Le pape François a atterri à l’aéroport d’Iqaluit, dans le Nunavut, aux alentours de 15h40 heure locale (21h40 heure de Rome), ce 29 juillet 2022, pour la dernière étape de son voyage au Canada. Pendant les trois heures qu’il passera sur le territoire de l’Arctique, concluant son pèlerinage pénitentiel envers les autochtones, il doit rencontrer les Inuits, qui l’avaient convié à venir lors de leur visite au Vatican en mars dernier.
Après un spectacle présentant différentes traditions inuites, le pape a salué le «courage» des témoignages d’anciens élèves des écoles résidentielles qu’il venait d’entendre avant ce rassemblement dédié aux personnes âgées et aux jeunes. «Cela a réveillé en moi l’indignation et la honte que j’éprouve depuis des mois», a-t-il déclaré.
Sur le sol de l’Inuit Nunangat, devant l’école primaire Nakasuk, le chef de l’Église catholique a alors renouvelé ses excuses, formulées déjà lors des premières étapes de son périple, dans l’Alberta et au Québec: «Aujourd’hui encore, ici même, je voudrais vous dire que je suis très attristé et que je désire demander pardon pour le mal commis par un certain nombre de catholiques qui, dans ces écoles, ont contribué aux politiques d’assimilation culturelle et de déracinement.»
Le pontife a dénoncé un «scandale», où «les familles ont été désagrégées, les enfants emportés, loin de leur milieu». Mais il a aussi rendu hommage à la résilience du peuple Inuit, qui a su «aimer», «respecter» et «valoriser» les espaces du grand Nord considérés comme «hostiles» par certains.
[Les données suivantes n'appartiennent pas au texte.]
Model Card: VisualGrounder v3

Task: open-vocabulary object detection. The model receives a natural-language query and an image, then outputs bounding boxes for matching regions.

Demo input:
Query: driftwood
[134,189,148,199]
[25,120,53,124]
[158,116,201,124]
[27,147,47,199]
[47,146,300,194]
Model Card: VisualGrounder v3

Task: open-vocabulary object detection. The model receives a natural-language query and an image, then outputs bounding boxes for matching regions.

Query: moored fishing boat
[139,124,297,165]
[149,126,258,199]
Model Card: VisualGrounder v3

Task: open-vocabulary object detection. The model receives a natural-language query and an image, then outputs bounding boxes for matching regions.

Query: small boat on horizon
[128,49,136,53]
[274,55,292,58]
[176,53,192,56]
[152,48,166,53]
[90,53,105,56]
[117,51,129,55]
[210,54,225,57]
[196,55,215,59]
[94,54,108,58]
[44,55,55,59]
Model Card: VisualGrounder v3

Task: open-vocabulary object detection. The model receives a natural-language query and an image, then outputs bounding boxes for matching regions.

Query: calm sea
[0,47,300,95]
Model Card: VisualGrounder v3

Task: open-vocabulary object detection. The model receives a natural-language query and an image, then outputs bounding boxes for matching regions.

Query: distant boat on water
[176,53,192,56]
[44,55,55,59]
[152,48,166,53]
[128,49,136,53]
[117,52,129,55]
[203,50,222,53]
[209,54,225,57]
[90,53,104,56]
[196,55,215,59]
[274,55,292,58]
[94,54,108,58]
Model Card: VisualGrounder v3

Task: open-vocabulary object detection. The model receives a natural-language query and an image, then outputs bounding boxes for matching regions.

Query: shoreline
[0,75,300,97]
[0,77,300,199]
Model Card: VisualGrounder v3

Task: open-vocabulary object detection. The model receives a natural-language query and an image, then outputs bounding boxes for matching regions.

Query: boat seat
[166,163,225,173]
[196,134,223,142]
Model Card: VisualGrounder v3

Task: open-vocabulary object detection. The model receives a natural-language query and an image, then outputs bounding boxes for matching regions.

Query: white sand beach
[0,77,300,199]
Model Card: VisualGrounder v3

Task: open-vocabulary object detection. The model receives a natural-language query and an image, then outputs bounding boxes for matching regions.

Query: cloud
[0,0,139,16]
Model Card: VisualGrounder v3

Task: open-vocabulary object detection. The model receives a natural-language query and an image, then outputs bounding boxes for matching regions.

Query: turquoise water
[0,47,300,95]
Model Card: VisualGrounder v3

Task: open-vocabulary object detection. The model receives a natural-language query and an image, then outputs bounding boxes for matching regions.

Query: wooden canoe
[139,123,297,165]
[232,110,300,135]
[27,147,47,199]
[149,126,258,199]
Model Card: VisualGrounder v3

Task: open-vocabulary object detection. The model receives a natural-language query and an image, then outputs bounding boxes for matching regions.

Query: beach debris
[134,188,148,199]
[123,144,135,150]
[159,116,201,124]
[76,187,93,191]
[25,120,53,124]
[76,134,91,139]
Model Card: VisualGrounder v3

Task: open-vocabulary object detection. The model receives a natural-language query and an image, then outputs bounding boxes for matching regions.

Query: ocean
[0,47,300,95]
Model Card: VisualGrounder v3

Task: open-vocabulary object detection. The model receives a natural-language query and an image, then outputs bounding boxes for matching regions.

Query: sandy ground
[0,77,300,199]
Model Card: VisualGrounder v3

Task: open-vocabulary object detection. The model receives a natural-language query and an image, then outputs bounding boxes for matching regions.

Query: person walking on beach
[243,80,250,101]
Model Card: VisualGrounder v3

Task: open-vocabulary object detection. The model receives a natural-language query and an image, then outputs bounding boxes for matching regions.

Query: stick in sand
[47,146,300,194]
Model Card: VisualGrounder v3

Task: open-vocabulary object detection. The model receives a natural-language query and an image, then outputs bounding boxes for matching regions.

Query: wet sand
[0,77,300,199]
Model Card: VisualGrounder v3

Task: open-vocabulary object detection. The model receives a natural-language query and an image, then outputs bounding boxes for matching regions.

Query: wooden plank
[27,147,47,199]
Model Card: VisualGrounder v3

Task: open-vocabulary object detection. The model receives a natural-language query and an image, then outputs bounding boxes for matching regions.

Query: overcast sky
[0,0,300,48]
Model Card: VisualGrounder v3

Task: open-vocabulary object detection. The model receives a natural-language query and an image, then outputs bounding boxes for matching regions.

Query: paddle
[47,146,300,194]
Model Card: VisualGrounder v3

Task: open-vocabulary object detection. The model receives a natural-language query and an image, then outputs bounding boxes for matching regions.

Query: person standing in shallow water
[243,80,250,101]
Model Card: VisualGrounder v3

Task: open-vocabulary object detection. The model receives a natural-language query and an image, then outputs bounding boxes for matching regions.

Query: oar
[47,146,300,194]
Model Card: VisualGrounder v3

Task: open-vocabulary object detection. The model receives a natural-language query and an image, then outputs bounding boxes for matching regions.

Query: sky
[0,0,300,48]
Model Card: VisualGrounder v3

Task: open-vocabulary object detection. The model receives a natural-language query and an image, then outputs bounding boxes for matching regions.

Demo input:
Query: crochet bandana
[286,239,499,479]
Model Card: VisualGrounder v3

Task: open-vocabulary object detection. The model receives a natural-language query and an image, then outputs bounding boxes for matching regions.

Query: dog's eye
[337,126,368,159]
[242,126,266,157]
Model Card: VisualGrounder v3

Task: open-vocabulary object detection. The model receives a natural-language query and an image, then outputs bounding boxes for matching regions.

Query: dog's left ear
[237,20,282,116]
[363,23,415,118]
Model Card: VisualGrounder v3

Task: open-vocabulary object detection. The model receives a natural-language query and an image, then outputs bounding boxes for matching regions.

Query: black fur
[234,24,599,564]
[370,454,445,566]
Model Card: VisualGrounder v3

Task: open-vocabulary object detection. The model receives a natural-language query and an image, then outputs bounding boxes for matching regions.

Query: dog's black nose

Dans ces régions du globe souvent plongées dans l’obscurité, leur a-t-il dit, « vous êtes le témoignage constant de la vie qui ne s’éteint pas, d’une lumière qui resplendit et que personne n’a réussi à étouffer».
Au fil d’une longue exhortation, le pape s’est adressé «à toi, jeune Inuit, avenir de cette terre et présent de son histoire». «Ce que tu as hérité de tes pères, reconquiers-le si tu veux vraiment le posséder», a-t-il lancé avec les mots du poète Goethe, encourageant la jeunesse à se «passionner» et «prendre position face aux événements et aux personnes».
Il a spécialement demandé aux jeunes générations de ne pas vivre « uniquement pour [leurs] loisirs et [leurs] intérêts», ni «passer leurs journées isolés, tenus en otage par un téléphone ». «Tu n’es pas fait pour vivoter, pour passer tes journées à équilibrer les devoirs et les plaisirs », a insisté le pape, invitant à lutter contre la « force de gravité spirituelle qui pousse pour nous entraîner vers le bas».
«Tu es la réponse. […] Parce que l’avenir est entre tes mains. Dans tes mains se trouve la communauté qui t’a engendré, l’environnement dans lequel tu vis, l’espérance de tes pairs», a lancé le successeur de Pierre. Et d’inviter aussi à «renaître chaque jour», à «apporter au quotidien une lumière nouvelle au monde, celle de tes yeux, de ton sourire, du bien que toi seul peux offrir».
Le pape François a affirmé à chaque jeune que Dieu « ne cesse jamais de te faire confiance, pas même un instant». «Il croit à tes talents », a-t-il assuré, en encourageant: «Bats-toi, implique-toi à fond et tu ne le regretteras pas.»
Cette rencontre s’est tenue en présence de plusieurs centaines de personnes, parmi lesquelles de nombreux Inuits mais aussi des migrants venus travailler en Arctique. Certains participants portaient des pancartes appelant à l’abrogation de la «doctrine de la découverte».
Interrogé par I.MEDIA, Mgr Anthony Krótki, évêque de Churchill – Baie d’Hudson, s’avoue surpris qu’il y ait «autant de monde ici», la ville d’Iqaluit ne comptant qu’environ 7’500 habitants. Très ému par la visite du pape, il confie que «c’est une grande opportunité de l’avoir ici à Iqaluit, dans cette communauté, en Arctique, au Nord».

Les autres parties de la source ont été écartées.